Main content area

Organic rural development: Barriers to value in the quest for qualities in Jordanian olive oil

Cook, Brittany
Journal of rural studies 2019 v.69 pp. 106-116
agricultural development, certification, farmers, hinterland, intensive farming, modernization, mountains, olive oil, organic foods, organic production, packaging, politics, rural development, socioeconomics, sustainable agriculture, world markets, Jordan
Globally, governments have encouraged organic farming with smallholder farmers as a rural development strategy. However, certified organic agriculture has proven to be a paradox: certification requirements designed to promote environmentally sustainable farming often lead to agricultural intensification contrary to organic agriculture's stated goals. Meanwhile, certification itself is not the sole cause of this paradox. This article, based on 15 months of qualitative fieldwork in Jordan, argues that the paradox of organic agriculture in Jordan centers on the ways in which the ‘alternative’ organic olive oil production functionally requires producers to abandon local markets and engage in long-distance commodity chains. This shift alters how value is added to olive oil and changes technological requirements for processing, storing, packaging, and transporting the oil to international gourmet markets.
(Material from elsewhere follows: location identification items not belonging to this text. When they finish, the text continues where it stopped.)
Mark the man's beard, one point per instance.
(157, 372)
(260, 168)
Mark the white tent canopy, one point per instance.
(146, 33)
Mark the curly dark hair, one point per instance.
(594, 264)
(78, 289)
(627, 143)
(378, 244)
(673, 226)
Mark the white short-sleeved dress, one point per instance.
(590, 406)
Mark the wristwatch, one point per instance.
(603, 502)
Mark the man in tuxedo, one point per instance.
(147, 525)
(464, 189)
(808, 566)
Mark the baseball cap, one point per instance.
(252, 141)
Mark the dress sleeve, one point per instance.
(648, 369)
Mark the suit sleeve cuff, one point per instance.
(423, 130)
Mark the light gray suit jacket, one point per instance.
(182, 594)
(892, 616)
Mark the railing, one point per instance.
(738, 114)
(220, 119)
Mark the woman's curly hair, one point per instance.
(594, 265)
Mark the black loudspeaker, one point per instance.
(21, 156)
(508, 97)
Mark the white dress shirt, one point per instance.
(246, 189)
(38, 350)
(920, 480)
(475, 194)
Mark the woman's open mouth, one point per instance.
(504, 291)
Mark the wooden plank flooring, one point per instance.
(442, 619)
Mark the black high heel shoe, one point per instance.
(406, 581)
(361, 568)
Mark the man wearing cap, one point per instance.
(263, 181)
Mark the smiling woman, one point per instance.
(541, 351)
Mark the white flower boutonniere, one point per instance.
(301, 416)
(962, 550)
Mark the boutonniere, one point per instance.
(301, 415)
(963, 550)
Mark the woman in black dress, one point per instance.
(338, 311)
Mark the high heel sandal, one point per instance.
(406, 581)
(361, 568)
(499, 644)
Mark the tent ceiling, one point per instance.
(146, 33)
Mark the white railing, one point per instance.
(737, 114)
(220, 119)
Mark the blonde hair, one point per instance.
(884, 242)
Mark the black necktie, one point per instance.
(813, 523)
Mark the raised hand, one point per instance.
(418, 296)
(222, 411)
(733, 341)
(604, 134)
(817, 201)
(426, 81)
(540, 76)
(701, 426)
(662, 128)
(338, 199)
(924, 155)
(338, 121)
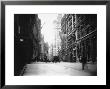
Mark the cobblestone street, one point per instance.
(58, 69)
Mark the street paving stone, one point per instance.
(58, 69)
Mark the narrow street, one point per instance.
(58, 69)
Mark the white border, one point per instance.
(100, 79)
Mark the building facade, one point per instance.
(79, 38)
(68, 42)
(86, 27)
(24, 25)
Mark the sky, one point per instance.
(48, 27)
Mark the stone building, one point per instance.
(68, 41)
(86, 27)
(25, 29)
(79, 37)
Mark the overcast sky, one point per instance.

By calling attention to the social relations in differing commodity networks and chains, my analysis focuses on, first, how quality and value is constructed within material and cultural systems, then how farmers become dependent on access to distant consumers, and, third, how production for these consumers alters the structure of relational and technological rents. As a result, I find that the promotion of certified organic, gourmet olive oil for sale in global markets privileges specific regions within Jordan. In short, the structure of relational and technological rents favors resource-intensive production in a Jordanian desert region over ‘traditional’ low-input production in Jordan's mountainous hinterland. In theoretical terms, this study highlights teleologies of success and modernization in agricultural development and offers an examination of those environmental, socio-economic, and political factors that prevent small-farmers from realizing rents in certified agriculture.